CNN prediction seems to favour most prominent class in dataset

bilalkhan · September 29, 2017, 8:54pm

Hi,

Just checking if anyone has trained a CNN with skewed data set? in other words, i have a set of 5 classes where for one of those classes, I have a much higher number of training images that the others (lets say distribution of the number of images across the 5 classes is: 60%, 10%,10%,10%,10%).
What i am finding is that training results in over predicting for this particular class (hardly any predictions are made for the others). For example, the network seems to predict this one prominent class 95% of the time.

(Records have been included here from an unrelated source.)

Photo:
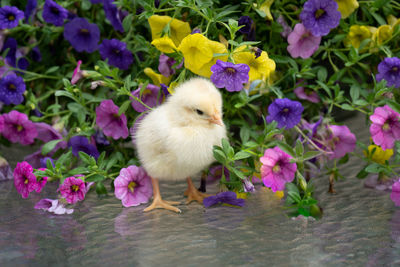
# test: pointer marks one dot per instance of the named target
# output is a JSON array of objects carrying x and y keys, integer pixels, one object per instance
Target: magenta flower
[
  {"x": 73, "y": 190},
  {"x": 18, "y": 128},
  {"x": 24, "y": 179},
  {"x": 385, "y": 127},
  {"x": 110, "y": 122},
  {"x": 343, "y": 141},
  {"x": 395, "y": 195},
  {"x": 302, "y": 43},
  {"x": 133, "y": 186},
  {"x": 276, "y": 170},
  {"x": 307, "y": 94},
  {"x": 149, "y": 97}
]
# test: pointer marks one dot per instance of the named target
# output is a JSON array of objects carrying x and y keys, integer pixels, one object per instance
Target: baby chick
[{"x": 175, "y": 140}]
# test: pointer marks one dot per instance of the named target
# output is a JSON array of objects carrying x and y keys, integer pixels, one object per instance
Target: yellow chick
[{"x": 175, "y": 140}]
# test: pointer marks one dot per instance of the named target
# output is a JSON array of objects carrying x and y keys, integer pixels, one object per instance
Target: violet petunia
[
  {"x": 133, "y": 186},
  {"x": 110, "y": 122},
  {"x": 230, "y": 76},
  {"x": 276, "y": 169},
  {"x": 227, "y": 197},
  {"x": 302, "y": 43}
]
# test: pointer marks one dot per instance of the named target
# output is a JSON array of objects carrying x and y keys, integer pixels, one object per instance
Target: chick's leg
[
  {"x": 158, "y": 202},
  {"x": 193, "y": 194}
]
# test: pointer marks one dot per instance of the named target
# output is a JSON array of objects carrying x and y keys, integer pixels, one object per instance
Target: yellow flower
[
  {"x": 178, "y": 28},
  {"x": 380, "y": 155},
  {"x": 164, "y": 44},
  {"x": 260, "y": 67},
  {"x": 357, "y": 34},
  {"x": 346, "y": 7},
  {"x": 156, "y": 78}
]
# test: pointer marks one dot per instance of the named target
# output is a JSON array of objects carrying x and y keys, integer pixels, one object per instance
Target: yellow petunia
[
  {"x": 157, "y": 78},
  {"x": 380, "y": 155},
  {"x": 346, "y": 7},
  {"x": 260, "y": 67},
  {"x": 178, "y": 28},
  {"x": 164, "y": 44}
]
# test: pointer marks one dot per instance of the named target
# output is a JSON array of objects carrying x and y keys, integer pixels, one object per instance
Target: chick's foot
[{"x": 193, "y": 194}]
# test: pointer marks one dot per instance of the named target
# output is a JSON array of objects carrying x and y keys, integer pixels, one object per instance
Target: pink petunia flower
[
  {"x": 133, "y": 186},
  {"x": 24, "y": 179},
  {"x": 343, "y": 141},
  {"x": 110, "y": 122},
  {"x": 73, "y": 190},
  {"x": 385, "y": 127},
  {"x": 276, "y": 170},
  {"x": 302, "y": 43},
  {"x": 18, "y": 128}
]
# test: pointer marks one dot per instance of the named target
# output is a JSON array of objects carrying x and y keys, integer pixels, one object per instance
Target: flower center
[
  {"x": 131, "y": 186},
  {"x": 319, "y": 13},
  {"x": 74, "y": 188}
]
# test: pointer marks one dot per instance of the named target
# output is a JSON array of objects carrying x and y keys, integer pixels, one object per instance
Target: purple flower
[
  {"x": 116, "y": 53},
  {"x": 110, "y": 122},
  {"x": 53, "y": 205},
  {"x": 385, "y": 127},
  {"x": 307, "y": 94},
  {"x": 276, "y": 169},
  {"x": 165, "y": 64},
  {"x": 81, "y": 143},
  {"x": 82, "y": 35},
  {"x": 320, "y": 16},
  {"x": 113, "y": 15},
  {"x": 18, "y": 128},
  {"x": 73, "y": 190},
  {"x": 302, "y": 43},
  {"x": 343, "y": 141},
  {"x": 229, "y": 75},
  {"x": 395, "y": 195},
  {"x": 389, "y": 70},
  {"x": 54, "y": 13},
  {"x": 149, "y": 97},
  {"x": 24, "y": 179},
  {"x": 9, "y": 17},
  {"x": 12, "y": 88},
  {"x": 133, "y": 186},
  {"x": 227, "y": 197},
  {"x": 286, "y": 112}
]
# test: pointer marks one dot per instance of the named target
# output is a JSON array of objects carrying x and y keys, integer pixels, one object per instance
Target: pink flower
[
  {"x": 18, "y": 128},
  {"x": 307, "y": 94},
  {"x": 24, "y": 179},
  {"x": 395, "y": 195},
  {"x": 276, "y": 170},
  {"x": 385, "y": 127},
  {"x": 133, "y": 186},
  {"x": 302, "y": 43},
  {"x": 110, "y": 122},
  {"x": 343, "y": 141},
  {"x": 73, "y": 190}
]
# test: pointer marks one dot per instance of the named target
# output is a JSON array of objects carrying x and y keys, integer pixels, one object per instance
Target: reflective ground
[{"x": 360, "y": 227}]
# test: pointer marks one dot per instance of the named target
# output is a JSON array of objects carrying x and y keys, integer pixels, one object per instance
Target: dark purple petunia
[
  {"x": 227, "y": 197},
  {"x": 12, "y": 88},
  {"x": 286, "y": 112},
  {"x": 389, "y": 70},
  {"x": 113, "y": 15},
  {"x": 81, "y": 143},
  {"x": 54, "y": 13},
  {"x": 320, "y": 16},
  {"x": 29, "y": 8},
  {"x": 82, "y": 35},
  {"x": 116, "y": 53},
  {"x": 10, "y": 17},
  {"x": 229, "y": 75}
]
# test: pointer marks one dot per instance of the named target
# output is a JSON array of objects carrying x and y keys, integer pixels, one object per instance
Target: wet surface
[{"x": 360, "y": 227}]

In this case, would it be correct to remove some training images from this more prominent class to create more of a balance?
Also, during validation/testing, is it sufficient to just naively randomly sample to dataset when we have a very prominent example? Or would it be better during testing/training to pick out a number of images that a fairly distributed over the dataset labels?

Thanks

Bilal

harveyslash · September 30, 2017, 5:23am

If you’re doing classification using cross entropy, it’s possible to have a class balance weight for each class. You shouldn’t have to remove the data that way. After you assign the right weights, random sampling should be ok to use.
For evaluation, don’t use accuracy as a metric, but instead , use precision and recall

marcemile · September 30, 2017, 1:53pm

You may be interested in https://www.svds.com/learning-imbalanced-classes/

alexott · September 30, 2017, 2:26pm

Undersampling is a standard way to tackle the data imbalance, but for DL-related tasks it could be make sense to oversample the “small” classes…

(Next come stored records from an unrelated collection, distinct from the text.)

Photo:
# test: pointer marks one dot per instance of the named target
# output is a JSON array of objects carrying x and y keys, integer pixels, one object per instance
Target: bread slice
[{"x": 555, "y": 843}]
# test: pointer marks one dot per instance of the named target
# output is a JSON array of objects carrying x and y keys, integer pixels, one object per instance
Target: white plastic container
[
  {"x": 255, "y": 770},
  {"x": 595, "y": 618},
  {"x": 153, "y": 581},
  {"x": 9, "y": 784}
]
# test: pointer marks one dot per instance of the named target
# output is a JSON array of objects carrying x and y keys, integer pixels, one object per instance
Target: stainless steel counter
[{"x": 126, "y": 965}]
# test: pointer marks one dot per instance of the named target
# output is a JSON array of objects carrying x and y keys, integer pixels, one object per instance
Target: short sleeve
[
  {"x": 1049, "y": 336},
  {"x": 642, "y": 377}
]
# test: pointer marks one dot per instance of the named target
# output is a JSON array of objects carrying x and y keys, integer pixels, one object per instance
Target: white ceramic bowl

bilalkhan · October 1, 2017, 9:27pm

thank you all
I am using keras v 2.0.2 - i found out that precision/recall/f1 were taken out, however, they can be implemented as custom metrics by copying in the code from older version of keras from github.
I have used f1 max as the criteria for early stopping, rather than accuracy.

tony1 · October 5, 2017, 9:30am

Let me give you a practical idea, that you can very easy test and see how this works.
If your class distribution is 6/1/1/1/1 then during the training let the CNN see the classes with less elements more times.
The idea is to have 6/6/6/6/6 distribution during the training.

Few ideas you can try:

Repeat the same images multiple times - 6 times in your case
Use image generator to do augmentation like flipping, rotating, resizing, cropping …

Good luck and please share the result!